Les ruines de cet ancien observatoire solaire trônent au sommet d’une petite colline, à 400 kilomètres de Lima, la capitale du Pérou. Les affres du temps n’ont pas totalement détruit le site archéologique de Chanquillo (ou Chankillo pour les anglophones). Les treize tours de l’observatoire suivent ainsi toujours la course du Soleil et indiquent la période de l’année à quelques jours près. Il s'agit donc d'un calendrier de grande ampleur érigé par une civilisation précolombienne.
L’observatoire solaire utilisé comme lieu de culte
Témoignant d'un culte du Soleil très sophistiqué, c’est également l’observatoire le plus vieux d’Amérique.

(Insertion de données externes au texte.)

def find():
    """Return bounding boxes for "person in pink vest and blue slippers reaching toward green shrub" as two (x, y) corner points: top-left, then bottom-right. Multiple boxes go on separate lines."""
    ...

Construit aux alentours de 400 av. J.-C., il aurait été conçu par le peuple Casma-Sechin, une civilisation d’Amérique du Sud disparue depuis longtemps. En comparaison, les Incas, pour qui la place de notre étoile était prédominante dans leur culture, apparurent pendant le XIIIe siècle. De ce fait, la société Casma-Sechin fut précurseur en matière d’observation du cycle du Soleil, astre qu’elle déifiait.

« Chankillo a été construit environ 1700 ans avant que les Incas ne commencent leur expansion. Maintenant, nous savons que ces pratiques sont un peu plus anciennes et étaient très développées à l’époque de Chankillo », témoigne Ivan Ghezzi de l’Université catholique pontificale du Pérou, rédacteur d'un article publié en 2007 sur le site Science.

Entré au patrimoine mondial de l’UNESCO en 2021, l’édifice archéoastronomique fait l’objet de fouilles depuis les années 2000. En 2007, les archéologues ont découvert des offrandes entreposées sur le site : poteries, statuettes, et autres artefacts. Ces objets témoignent de l'ampleur significative des rites pratiqués en lien avec l’observatoire solaire de Chanquillo.

Un calendrier précis
Hormis la symbolique religieuse, l’observatoire détermine les moments importants de l’année, comme les équinoxes (le Soleil traverse le plan équatorial terrestre, la durée du jour égale celle de la nuit) et les solstices (le Soleil rejoint le point le plus méridional ou septentrional selon le plan équatorial terrestre, la durée du jour est maximale au solstice d’été, minimale au solstice d’hiver).
L’édifice se compose de treize tours, orientées nord-sud et minutieusement alignées, formant une chaîne dentelée. Aux instants clés de l’année, le Soleil se lève et se couche exactement entre ces interstices. À l’aide de ces deux points d’intersection à l’aube et au crépuscule, les anciens habitants de la province de Casma pouvaient se repérer dans le temps avec un écart n’excédant pas un à deux jours. Ce calendrier monumental aurait permis à cette civilisation de calculer avec précision les dates des cérémonials sacrés, des plantations et des moissons.
« Il s’agit donc d’un témoignage de l’aboutissement d’une longue évolution historique des pratiques astronomiques dans la vallée de Casma », déclare Ivan Ghezzi.




L’auteur de l’étude rajoute que « Chankillo est sans doute le plus ancien calendrier solaire qui peut être identifié comme tel avec confiance dans les Amériques. De nombreux sites indigènes américains se sont avérés contenir une ou quelques orientations solaires putatives. En revanche, Chankillo fournit un ensemble complet de marqueurs d’horizon et deux points d’observation uniques et incontestables ».

Lors de la parution de l’article en 2007, seulement 1% du site de Chanquillo avait été examiné. Les investigations se poursuivent donc et les chercheurs espèrent révéler certains mystères sur la civilisation Casma-Sechin encore relativement méconnue. Il en va de même concernant l’observatoire solaire et son implication profonde sur les coutumes de cette société précolombienne.
Le Pérou, berceau de nombreux peuples, dévoile ainsi peu à peu sa riche histoire. Les archéologues ont également découvert 25 géoglyphes géants près de Nazca et un temple de la culture Chimú au cœur de ce pays ces dernières années.